Crimson Peak, instead, is moody and atmospheric. Its ghosts don’t evoke menace so much as melancholy. The film borrows heavily from gothic fiction, with its environments of claustrophobic dread, dilapidated structures and a past that casts a shroud over present happiness. American heiress Edith Cushing (Mia Wasikowska) is the innocent and trusting young woman, with Sir Thomas Sharpe (Tom Hiddleston) as the brooding Byronic hero she marries. He whisks her away to his crumbling desolate mansion in snowy England, with its off-limits rooms and concealed secrets — other genre staples. Ghostly apparitions begin haunting Edith, in the house and in her dreams, but she’s also up against a more formidable force. Under the composed politeness of Thomas’ sister Lucille (Jessica Chastain) lurks a predatory glint. As the movie progresses, her attachment to him is revealed to be unnervingly possessive.

The film has echoes of Daphne du Maurier’s 1938 Gothic novel Rebecca, in which an unnamed young woman is swept off to a remote English estate after a rapid courtship and marriage to a wealthy, much older widower. There, she finds herself unbalanced not just by the unfamiliar setting but also by the immense fear of not measuring up to her late predecessor. Edith and Lucille’s dynamic mirrors that of the young woman’s fragile naïveté contrasted against the cruel, dominating streak of the housekeeper, Mrs. Danvers.

Mismarketed as a horror movie, Crimson Peak is an overlooked Gothic Romance masterpiece.

Legendary/Universal/Kobal/Shutterstock

Crimson Peak also frequently calls to mind Charlotte Brontë’s 1847 romance novel Jane Eyre. Orphaned, albeit at different ages, the protagonists of both see ghosts as children — Jane, her uncle, and Edith, her late mother. At Thornfield Hall, Jane is unsettled by strange screams from the estate, much like Edith, rattled by Allerdale Hall’s strange whispers and groans.

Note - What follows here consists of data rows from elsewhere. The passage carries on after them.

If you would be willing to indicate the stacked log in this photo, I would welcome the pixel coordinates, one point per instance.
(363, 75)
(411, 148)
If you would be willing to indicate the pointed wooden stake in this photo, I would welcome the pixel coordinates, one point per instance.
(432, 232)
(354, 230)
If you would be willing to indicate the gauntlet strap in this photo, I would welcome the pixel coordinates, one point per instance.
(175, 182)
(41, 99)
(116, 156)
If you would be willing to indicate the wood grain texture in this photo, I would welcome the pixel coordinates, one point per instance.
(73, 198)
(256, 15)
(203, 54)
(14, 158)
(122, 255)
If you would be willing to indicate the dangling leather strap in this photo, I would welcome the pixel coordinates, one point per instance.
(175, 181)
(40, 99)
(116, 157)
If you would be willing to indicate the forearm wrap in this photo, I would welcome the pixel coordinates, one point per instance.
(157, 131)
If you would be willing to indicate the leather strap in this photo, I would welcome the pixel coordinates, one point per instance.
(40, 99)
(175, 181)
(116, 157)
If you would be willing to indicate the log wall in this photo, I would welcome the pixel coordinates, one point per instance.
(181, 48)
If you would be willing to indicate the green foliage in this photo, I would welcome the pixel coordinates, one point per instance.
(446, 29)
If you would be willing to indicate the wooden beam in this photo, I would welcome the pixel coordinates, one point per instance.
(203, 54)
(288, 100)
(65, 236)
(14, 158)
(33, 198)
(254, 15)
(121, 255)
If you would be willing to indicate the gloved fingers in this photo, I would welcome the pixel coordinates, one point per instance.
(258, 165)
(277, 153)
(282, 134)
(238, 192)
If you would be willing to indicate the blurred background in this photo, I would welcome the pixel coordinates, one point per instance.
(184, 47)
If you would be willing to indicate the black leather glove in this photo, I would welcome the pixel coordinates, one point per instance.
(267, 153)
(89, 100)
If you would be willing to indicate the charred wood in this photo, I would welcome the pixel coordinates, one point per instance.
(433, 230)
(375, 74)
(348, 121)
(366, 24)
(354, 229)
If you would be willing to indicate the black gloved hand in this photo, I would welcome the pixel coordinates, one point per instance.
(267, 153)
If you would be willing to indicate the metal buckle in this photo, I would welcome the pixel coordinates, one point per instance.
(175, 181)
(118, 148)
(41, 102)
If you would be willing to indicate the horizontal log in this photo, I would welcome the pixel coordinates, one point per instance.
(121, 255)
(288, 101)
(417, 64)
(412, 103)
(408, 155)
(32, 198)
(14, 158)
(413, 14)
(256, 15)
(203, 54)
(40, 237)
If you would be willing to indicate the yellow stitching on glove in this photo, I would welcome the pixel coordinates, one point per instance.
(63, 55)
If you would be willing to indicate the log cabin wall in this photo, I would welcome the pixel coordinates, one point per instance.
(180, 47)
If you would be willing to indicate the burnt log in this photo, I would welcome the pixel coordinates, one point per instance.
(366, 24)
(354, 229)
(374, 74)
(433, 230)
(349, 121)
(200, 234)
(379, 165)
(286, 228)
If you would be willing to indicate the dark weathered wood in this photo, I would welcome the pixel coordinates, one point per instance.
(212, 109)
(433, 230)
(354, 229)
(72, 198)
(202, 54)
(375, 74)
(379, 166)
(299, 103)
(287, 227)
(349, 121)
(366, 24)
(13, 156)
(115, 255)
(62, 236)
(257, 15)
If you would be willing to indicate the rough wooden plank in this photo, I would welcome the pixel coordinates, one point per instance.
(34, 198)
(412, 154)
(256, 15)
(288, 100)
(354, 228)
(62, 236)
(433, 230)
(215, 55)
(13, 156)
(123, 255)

In both Crimson Peak and Jane Eyre, however, reality is infinitely more horrific than imagined or supernatural terrors. Both Thomas and Edward Rochester — who Jane falls in love with — are already ‘taken’ men, despite their declarations of affection for these women. Jane discovers that Rochester had his first wife chained in the attic after she began displaying signs of mental illness. In Crimson Peak, the madwoman is no longer locked away in the house, she’s running it. The ghosts turn out to be Edith’s allies, attempting to warn her.

For all its spectral figures, this is a film that’s thrillingly alive. Strikingly shot by cinematographer Dan Laustsen, Allerdale Hall’s mines of red clay seep into the surrounding snow like pooling blood. A slow-accumulating tension is punctuated by bursts of bloodshed. And there’s a swooning, if ultimately doomed romance.

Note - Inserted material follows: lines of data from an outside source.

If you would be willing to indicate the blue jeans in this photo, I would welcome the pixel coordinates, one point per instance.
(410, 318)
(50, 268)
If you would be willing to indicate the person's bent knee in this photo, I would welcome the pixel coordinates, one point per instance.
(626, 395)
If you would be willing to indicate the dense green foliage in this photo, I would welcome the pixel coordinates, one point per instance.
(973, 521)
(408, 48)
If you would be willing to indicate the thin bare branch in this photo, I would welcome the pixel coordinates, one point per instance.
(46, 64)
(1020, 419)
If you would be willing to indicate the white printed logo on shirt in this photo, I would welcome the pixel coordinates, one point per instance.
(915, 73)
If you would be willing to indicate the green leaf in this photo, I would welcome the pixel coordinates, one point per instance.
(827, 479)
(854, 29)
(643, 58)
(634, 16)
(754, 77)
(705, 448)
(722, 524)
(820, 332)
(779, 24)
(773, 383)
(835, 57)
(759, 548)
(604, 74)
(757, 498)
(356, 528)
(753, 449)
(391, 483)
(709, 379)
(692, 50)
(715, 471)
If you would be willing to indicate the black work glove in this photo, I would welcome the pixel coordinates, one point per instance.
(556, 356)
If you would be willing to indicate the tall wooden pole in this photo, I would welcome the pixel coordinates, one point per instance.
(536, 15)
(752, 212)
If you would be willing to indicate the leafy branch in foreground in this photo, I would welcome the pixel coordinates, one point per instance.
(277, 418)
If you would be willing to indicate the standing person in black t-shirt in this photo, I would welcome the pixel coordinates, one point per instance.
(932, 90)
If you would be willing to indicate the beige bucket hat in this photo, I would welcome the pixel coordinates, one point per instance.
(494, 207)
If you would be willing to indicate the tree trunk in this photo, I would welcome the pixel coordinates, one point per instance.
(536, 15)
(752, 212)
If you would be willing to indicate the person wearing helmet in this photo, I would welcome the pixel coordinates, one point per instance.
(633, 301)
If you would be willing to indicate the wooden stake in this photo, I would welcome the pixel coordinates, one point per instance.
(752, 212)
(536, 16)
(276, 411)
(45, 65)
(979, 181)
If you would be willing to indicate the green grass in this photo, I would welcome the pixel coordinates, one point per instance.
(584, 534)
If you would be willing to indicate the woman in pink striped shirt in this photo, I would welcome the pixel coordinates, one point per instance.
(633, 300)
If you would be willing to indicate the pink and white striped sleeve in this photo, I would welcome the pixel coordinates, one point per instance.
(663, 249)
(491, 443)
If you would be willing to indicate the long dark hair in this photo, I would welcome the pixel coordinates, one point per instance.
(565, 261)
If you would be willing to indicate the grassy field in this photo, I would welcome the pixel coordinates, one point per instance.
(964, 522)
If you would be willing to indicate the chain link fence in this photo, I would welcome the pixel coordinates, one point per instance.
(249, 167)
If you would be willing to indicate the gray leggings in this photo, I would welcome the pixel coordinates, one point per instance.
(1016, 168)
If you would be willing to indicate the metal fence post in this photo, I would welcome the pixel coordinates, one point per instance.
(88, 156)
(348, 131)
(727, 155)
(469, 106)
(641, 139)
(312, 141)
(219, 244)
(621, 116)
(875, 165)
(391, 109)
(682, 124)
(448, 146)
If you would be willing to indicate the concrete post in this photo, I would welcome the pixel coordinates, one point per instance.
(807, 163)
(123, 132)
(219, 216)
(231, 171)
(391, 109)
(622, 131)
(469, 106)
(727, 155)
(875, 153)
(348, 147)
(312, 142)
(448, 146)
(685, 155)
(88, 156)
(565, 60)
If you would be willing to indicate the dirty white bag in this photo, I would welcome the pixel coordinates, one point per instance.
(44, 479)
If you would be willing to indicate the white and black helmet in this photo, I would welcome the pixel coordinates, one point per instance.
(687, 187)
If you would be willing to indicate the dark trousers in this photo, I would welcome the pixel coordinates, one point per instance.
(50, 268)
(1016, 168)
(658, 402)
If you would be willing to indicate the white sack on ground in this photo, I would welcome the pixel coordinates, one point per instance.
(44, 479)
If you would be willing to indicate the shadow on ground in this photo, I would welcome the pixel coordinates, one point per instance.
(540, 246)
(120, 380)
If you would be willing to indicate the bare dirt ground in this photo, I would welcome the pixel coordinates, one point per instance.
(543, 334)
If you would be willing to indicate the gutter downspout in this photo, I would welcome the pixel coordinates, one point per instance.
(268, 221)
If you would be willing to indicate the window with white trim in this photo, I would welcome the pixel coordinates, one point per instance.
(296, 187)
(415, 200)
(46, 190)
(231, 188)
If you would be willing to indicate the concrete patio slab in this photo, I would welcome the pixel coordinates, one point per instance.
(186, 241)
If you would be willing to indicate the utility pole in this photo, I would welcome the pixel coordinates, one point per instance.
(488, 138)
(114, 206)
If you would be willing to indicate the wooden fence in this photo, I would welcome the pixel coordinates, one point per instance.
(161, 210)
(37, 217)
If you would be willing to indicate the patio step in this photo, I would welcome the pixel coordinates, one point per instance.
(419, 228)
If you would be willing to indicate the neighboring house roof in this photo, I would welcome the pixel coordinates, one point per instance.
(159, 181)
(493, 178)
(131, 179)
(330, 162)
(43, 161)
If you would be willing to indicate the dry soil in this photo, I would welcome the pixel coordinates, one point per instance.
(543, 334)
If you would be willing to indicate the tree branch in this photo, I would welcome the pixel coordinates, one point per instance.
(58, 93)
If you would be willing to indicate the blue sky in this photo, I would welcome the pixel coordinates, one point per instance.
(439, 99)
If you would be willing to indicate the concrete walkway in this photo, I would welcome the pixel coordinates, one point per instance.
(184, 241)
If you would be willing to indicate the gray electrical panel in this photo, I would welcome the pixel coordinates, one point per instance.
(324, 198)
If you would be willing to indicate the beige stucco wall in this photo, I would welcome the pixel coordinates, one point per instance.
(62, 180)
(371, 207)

“It’s not [a ghost story]. It’s more a story with a ghost in it,” says Edith early on. She’s speaking of the story she’s writing, but this could well have been del Toro telling audiences what to expect upfront. A week before its release, the director even took to Twitter to issue a reminder: Crimson Peak: not a horror film. A Gothic Romance.

A decade on, unencumbered by the baggage of its marketing, there’s no better time to surrender to its spell.